I agree with Ollie. The Outrages are great kites. As far as bar pressure, with the cc bar there is no pressure. The bar holds the pressure. And I fly it in low friction. I love my 17m Outrage. I'm one of the first people on the water and the last to come in the change kites when the wind picks up. Everyone seems to have complaints. I have first run production everything and have yet to have a problem. I haven't changed anything on my bar and my kites are the shit!!! The serial # on my 12 is 00010. I bought it last year.
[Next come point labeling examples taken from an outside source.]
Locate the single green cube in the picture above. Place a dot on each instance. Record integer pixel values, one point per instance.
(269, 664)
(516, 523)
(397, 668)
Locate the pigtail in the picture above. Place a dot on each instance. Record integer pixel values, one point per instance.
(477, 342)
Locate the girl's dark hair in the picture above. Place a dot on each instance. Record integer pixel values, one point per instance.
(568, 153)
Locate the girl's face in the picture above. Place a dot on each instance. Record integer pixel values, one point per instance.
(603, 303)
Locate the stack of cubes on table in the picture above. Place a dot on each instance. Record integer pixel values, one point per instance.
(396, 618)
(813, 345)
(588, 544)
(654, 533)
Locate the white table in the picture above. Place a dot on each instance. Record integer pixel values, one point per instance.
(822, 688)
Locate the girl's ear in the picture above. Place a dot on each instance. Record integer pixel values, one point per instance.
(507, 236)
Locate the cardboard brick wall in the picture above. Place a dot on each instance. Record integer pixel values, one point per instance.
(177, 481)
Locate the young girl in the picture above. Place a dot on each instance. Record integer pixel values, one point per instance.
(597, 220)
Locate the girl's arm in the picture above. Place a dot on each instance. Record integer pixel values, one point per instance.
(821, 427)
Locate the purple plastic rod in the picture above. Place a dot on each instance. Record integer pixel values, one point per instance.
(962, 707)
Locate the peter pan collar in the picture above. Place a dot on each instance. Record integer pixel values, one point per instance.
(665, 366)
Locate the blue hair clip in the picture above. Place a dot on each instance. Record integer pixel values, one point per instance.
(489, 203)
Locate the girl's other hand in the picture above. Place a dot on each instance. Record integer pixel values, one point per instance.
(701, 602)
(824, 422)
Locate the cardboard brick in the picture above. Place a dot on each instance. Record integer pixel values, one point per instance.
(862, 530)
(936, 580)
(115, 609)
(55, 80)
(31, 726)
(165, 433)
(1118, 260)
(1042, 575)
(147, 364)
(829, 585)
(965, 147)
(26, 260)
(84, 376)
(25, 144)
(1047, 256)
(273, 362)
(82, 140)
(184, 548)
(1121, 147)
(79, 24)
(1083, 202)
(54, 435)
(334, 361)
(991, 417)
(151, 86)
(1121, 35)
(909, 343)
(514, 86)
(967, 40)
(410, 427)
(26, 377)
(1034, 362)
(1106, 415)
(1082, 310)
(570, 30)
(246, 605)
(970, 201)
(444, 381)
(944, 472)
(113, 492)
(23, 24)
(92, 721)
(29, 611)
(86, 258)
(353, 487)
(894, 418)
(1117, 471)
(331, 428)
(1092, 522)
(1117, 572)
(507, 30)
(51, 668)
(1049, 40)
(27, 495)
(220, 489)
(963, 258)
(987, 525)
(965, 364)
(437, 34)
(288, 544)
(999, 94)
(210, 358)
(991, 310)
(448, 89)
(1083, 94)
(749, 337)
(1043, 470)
Dewey, I'd like your help. I took delivery of a 2004 OR 12m yesterday, and the rigging is a bit different than my '04 OR 14 that I've had since they first came out. You have mentioned that you have your kite rigged in hard-line mode and have shortened the back lines. Does your kite have the extrended front leader seen in this WW pic?
Also, I would really appreciate your best guess as to how much you have shortened the back lines. I am asking on the WW site in order to get the 'official' setup, but user knowledge is always invaluable.
Your going to love this kite. No mine didn't come with a extra long front leader. Mine has about a 4-5 inch leader. If yours is the same here's what you could do. Did it come with the bridles. If it did then add the bridle pig tails to the front pigtails. It'll give you about 3 extra inches. That should do it. Ollie moved his adjustments on his bar (under the foam. I would do both if I were you. That way you have some adjustment. Let me know if this works for you. If you ever get to the delta let me know and I'll ty to hook up with you.
I've dialed in my Outrages very simply without addiing any additional pigtails. This is for fixed, or hard-line setup. But, regardless, the rear lines should be shortened at the bar anyway.
At the bar, pull back the foam covers for your rear lines and set your rear lines in to the knots closest to the bar, which will bring them in one or two knots.
Then when rigging, connect your front lines the the last knot - the one farthest away from the LE. When flying the kites in fixed line mode, the extended pigtails with the three knots connects to the LE.
For me, this is dialed in sweet. With the bar all the way in and the sheeting line all the way out, the kite will oversheet just slightly which actually gives you a tad more power in lighter conditions.
In well-powered conditions, I'm at full power with the bar not quite all the way in, which i find is most comfortable for me.
Try to dial it in first using all the stock gear without adding any longer pigtails to the front.